Mengutip data BPS, Bambang menyebutkan, jumlah angkatan kerja yang menganggur, setengah menganggur, dan bekerja paruh waktu mencapai sekitar 40 juta orang pada Februari 2018. Jumlah ini lebih tinggi dibandingkan Agustus 2017, yakni sekitar 34 juta orang.
"Masalah utama ketenagakerjaan Indonesia adalah kesenjangan ketrampilan atau kompetensi. Masalah ini banyak kami jumpai pada mereka yang menganggur, setengah menganggur, ataupun paruh waktu. Angkatan kerja masih didominasi lulusan pendidikan menengah ke bawah," ujar dia.

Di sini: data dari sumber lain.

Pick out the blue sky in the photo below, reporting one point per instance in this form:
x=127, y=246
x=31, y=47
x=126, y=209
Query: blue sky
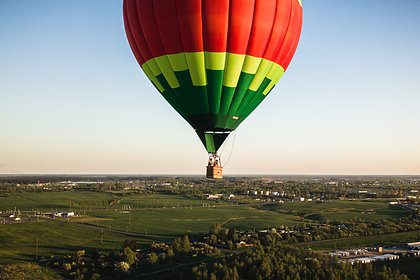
x=73, y=99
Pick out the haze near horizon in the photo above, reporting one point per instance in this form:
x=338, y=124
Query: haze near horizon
x=73, y=99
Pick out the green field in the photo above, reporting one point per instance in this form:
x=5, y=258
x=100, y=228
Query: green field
x=178, y=221
x=364, y=241
x=346, y=210
x=19, y=240
x=84, y=200
x=159, y=217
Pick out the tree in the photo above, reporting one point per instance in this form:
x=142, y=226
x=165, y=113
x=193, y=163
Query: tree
x=215, y=229
x=232, y=235
x=176, y=245
x=153, y=258
x=131, y=243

Upaya mengatasi telah kementerian coba lakukan melalui balai latihan kerja (BLK). Hanya saja, kendalanya sekarang yaitu hanya sepertiga dari 301 total BLK di seluruh Indonesia berada dalam kondisi baik, dilihat dari keberadaan sarana, kurikulum, dan kapasitas instruktur. Sisanya berada dalam kondisi sedang dan buruk. Akibatnya, tingkat serapan para lulusannya ke pasar kerja kurang mencapai 80 persen.
Bambang beralasan, kekurangan dana menjadi penyebab utama pengelolaan BLK kurang optimal. Sebagai gambaran, anggaran Kementerian Ketenagakerjaan tahun 2017 hanya sanggup mendanai pelatihan ketrampilan atau kompetensi kepada 91.000 orang.

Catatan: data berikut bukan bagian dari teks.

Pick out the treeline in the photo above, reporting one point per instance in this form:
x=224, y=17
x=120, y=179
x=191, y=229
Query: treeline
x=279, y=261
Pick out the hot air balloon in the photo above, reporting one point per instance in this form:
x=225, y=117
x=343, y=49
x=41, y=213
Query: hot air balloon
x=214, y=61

Perusahaan swasta juga turut didorong terlibat. Misalnya, melalui program pemagangan kerja. Sasaran utama adalah lulusan sekolah menengah kejuruan. Pada tahun lalu, sekitar 56.000 orang tenaga kerja mengikuti program itu di 1.051 perusahaan.
"Program Dana Pengembangan Ketrampilan bisa nantinya dikelola oleh badan. Program ini harus dilihat sebagai upaya memfokuskan anggaran pelatihan agar lebih terkoordinatif," katanya.
Sekretaris Jenderal Organisasi Pekerja Seluruh Indonesia (OPSI) Timboel Siregar yang dihubungi secara terpisah, menyambut positif rencana pemerintah membentuk Dana Pengembangan Ketrampilan. Rencana ini sudah tepat apalagi di era industri keempat yang membutuhkan tenaga kerja berketrampilan.
"Angkatan kerja Indonesia masih didominasi oleh lulusan sekolah dasar dan sekolah menengah. Keberadaan Dana Pengembangan Ketrampilan tentu membantu meningkatkan ketrampilan mereka. Kemauan serta komitmen pemerintah merealisasikan dana itu yang ditunggu," ujar dia.
Menurut Timboel, skema pengumpulan dana yang ideal berasal dari iuran anggaran pemerintah dan pengusaha. Akan tetapi, pengusaha umumnya akan menolak dengan pertimbangan kondisi keuangan perusahaan dan pertumbuhan ekonomi Indonesia seperti sekarang.
"Pemerintah dapat menggunakan dari alokasi dana pendidikan di APBN," imbuh dia.
Director of Business Development Asosiasi Pengusaha Indonesia (Apindo) Training Center, M Aditya Warman, berpendapat, hal terpenting adalah komitmen koordinasi lintas kementerian dan lembaga. Pengusaha biasanya akan mau mengikuti.
Dalam hal kebijakan pelatihan dan pendidikan vokasional, pengusaha telah berkomitmen mendukung. Hanya saja, kurikulum yang dikembangkan lembaga pelatihan/pendidikan belum relevan dengan kebutuhan industri. Dari sisi lembaga, sejumlah balai, belum siap memenuhi kecepatan tuntutan industri.
"Sorotan kami lainnya adalah pemerintah seharusnya jangan hanya fokus menyiapkan sekolah/pelatihannya. Penyiapan lapangan kerjanya juga harus diperhatikan," kata Aditya.